Micro-blog posts can also be used as a way of identifying the popularity of certain events. Smyth et al. represent users and items based on micro-blogging reviews of movies and used this technique with various movie recommendation strategies on live-user data (Esparza, O’Mahony & Smyth, 2010). Phelan, McCarthy & Smyth (2009) focus on using micro-blogging activity to recommend news stories. Their recommender system, Buzzer, is applied to RSS feeds to which the users have subscribed. Buzzer mines terms from RSS and Twitter feeds and uses them to rank articles. Phelan et al. (2011a) and Phelan et al. (2011b), they extended their work by considering the public-rank and the friends-rank strategy rather than just considering the articles from the users’ index.

Profile-based news recommender systems

Profile-based, or personalized, news recommender systems recommend articles to the user based solely on his/her interests.
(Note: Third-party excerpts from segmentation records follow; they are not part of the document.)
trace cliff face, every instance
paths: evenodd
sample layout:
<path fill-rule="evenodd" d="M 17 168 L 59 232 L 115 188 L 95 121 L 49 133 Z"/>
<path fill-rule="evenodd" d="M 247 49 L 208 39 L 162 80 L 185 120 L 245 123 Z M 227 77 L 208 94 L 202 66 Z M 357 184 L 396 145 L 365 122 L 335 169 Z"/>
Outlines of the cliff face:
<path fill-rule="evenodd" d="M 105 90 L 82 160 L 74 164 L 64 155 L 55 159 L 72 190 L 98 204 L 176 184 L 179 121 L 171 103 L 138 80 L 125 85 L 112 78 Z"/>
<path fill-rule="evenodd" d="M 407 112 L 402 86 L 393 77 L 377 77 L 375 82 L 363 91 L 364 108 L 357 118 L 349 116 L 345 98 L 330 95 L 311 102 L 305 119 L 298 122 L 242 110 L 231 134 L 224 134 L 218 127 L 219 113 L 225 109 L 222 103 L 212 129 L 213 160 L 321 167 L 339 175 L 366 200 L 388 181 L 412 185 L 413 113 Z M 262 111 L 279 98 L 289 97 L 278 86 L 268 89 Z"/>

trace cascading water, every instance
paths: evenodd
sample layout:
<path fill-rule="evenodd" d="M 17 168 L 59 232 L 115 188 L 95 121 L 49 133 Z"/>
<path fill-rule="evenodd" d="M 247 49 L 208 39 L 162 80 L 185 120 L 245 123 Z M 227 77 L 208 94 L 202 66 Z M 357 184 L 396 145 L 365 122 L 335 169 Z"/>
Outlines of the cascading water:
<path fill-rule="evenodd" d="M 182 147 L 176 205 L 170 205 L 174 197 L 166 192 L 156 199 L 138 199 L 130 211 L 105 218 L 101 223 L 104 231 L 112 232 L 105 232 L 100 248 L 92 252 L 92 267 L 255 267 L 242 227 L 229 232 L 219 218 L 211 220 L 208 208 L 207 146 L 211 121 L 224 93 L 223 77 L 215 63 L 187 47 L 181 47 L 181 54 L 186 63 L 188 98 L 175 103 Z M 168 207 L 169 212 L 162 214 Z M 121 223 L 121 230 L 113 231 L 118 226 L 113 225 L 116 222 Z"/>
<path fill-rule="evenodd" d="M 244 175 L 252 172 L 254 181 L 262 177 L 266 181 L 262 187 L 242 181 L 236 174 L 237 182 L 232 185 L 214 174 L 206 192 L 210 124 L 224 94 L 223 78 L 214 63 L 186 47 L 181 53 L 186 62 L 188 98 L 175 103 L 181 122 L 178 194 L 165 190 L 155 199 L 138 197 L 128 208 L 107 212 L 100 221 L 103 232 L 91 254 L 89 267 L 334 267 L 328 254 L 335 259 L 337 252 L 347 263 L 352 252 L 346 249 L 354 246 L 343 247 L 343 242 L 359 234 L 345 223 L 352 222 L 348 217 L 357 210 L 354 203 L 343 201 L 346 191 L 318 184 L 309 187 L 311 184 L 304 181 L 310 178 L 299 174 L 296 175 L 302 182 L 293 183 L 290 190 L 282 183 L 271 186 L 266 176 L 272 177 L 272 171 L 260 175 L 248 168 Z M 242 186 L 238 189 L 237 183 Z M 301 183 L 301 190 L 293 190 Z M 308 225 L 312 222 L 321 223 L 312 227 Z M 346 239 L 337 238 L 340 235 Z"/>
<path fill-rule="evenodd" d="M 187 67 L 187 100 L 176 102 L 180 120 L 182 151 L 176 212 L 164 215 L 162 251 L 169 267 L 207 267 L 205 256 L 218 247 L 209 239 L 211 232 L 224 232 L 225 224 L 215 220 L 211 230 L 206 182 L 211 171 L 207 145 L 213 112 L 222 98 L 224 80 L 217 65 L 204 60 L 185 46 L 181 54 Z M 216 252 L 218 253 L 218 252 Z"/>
A user profile is built based on the preferences or interests of the user. In one of the earliest news recommendation systems, Pazzani, Muramatsu & Billsus (1996) created News Dude, a personal news-recommending agent that uses TF-IDF in combination with a Nearest Neighbor algorithm in order to recommend news stories to users (Billsus & Pazzani, 1999). They developed a hybrid user model that considers both long-term and short-term interests and found out that this model outperformed the models that consider either of these interests.

Similarly, Li et al. (2014) described a content-based recommender system that recommends news articles to a user based upon the user’s short-term and long-term reading preferences.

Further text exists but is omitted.